If a dispute arises, PayPal will negotiate between the merchant and the customer to achieve what they consider to be a fair resolution. Another advantage to the customer is that the store never sees the customers payment details. This means that a customer can pay by credit card and only PayPal has the details of that card. The store is made aware that a payment has been made with a credit card, but has no further details.

PayPal allows payments to be made to a merchant in two ways. Firstly a customer can use a credit card as described above. Secondly a customer can use a PayPal account which either has a sufficient balance to make the payment or is linked to a bank account/credit card from which the payment can be sourced.

Using a credit card

When a sale is made and the payment is by credit card, the store receives an email advising of the payment. In this case the buyer is protected if the merchant fails to deliver goods or services matching what the customer had purchased (and the customer can provide sufficient evidence). The seller is offered NO PROTECTION from the credit card being misused, as in the case where the card details have been stolen and used without the card owners knowledge. The card owner tells their bank to stop payment, this is known as a chargeback. PayPal will ‘act on your behalf’ but invariably they refund the bank after garnishing the disputed amount from your PayPal account.

In this situation the store owner should make an extra effort to ensure that the order and customer are legitimate.

Using a PayPal account

When a customer pays for their order using a PayPal account (not a credit card via PayPal) the buyer and seller are both protected by PayPal. The email advising payment will include a declaration that the seller is eligible for ‘seller protection.’ Should it be found that the PayPal account had been misused by a third party, the seller is unlikely to suffer financially as a result, with some big IFs.

IF the goods are not shipped to the address on the payment advice sent by PayPal at the time the sale occurred, you will not be able to claim seller protection.

IF you can not provide proof of delivery to the address on the payment advice sent by PayPal, you will not be able to claim seller protection.

Signs a customer may not be genuine

  • The use of free email accounts. Hotmail and G-mail are two of many free email accounts that anyone can create. Orders from one of these email accounts are much more likely to need extra attention.

  • Their name and address is not in the phone book. Some people don’t have home phones or may have unlisted numbers, but again take extra care.

  • They give an unlisted mobile number.

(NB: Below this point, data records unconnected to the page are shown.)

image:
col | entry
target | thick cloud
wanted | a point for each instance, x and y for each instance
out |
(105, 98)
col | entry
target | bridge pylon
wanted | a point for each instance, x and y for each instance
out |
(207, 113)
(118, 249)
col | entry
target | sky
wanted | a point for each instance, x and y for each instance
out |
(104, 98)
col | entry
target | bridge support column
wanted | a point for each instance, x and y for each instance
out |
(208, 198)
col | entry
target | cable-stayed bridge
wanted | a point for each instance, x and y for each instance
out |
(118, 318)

Search using a reverse lookup site and Google, again take extra care.

  • They want delivery to a P.O.Box or a delivery address different to their home address.

  • They paid with a credit card. (no seller protection)

  • The IP address the order was placed from is not from the same area as the address they gave.

None of the points above (either alone or together) mean that the order is not genuine, but they are all factors that should make you pay extra attention to the sale.

The more of the above points that are true, the more suspicious and careful you should be.


Fraud is becoming more and more of a problem and at the end of the day there is only one loser.

It isn’t the customer, it isn’t the bank, it isn’t PayPal.

It’s YOU. The merchant.

  • When you are in doubt, ask to customer to provide proof that they are who they say they are.

  • All of the clients I have requested further information from have been happy that I made the effort to check.

  • Every one of them was able to provide what I asked for, and there were no issues with the sales.

  • The ones who ‘promised’ to send me the extra information I requested and never did were all scammers and in each case PayPal later alerted me to “unusual account activity” and a chargeback was instigated by the account owner.

If you are in doubt that an order is above board you may be better to cancel it.

It may be better to lose a little profit, than a large outlay for stock you just handed to a scammer.

Personally, I’d rather not give them the satisfaction.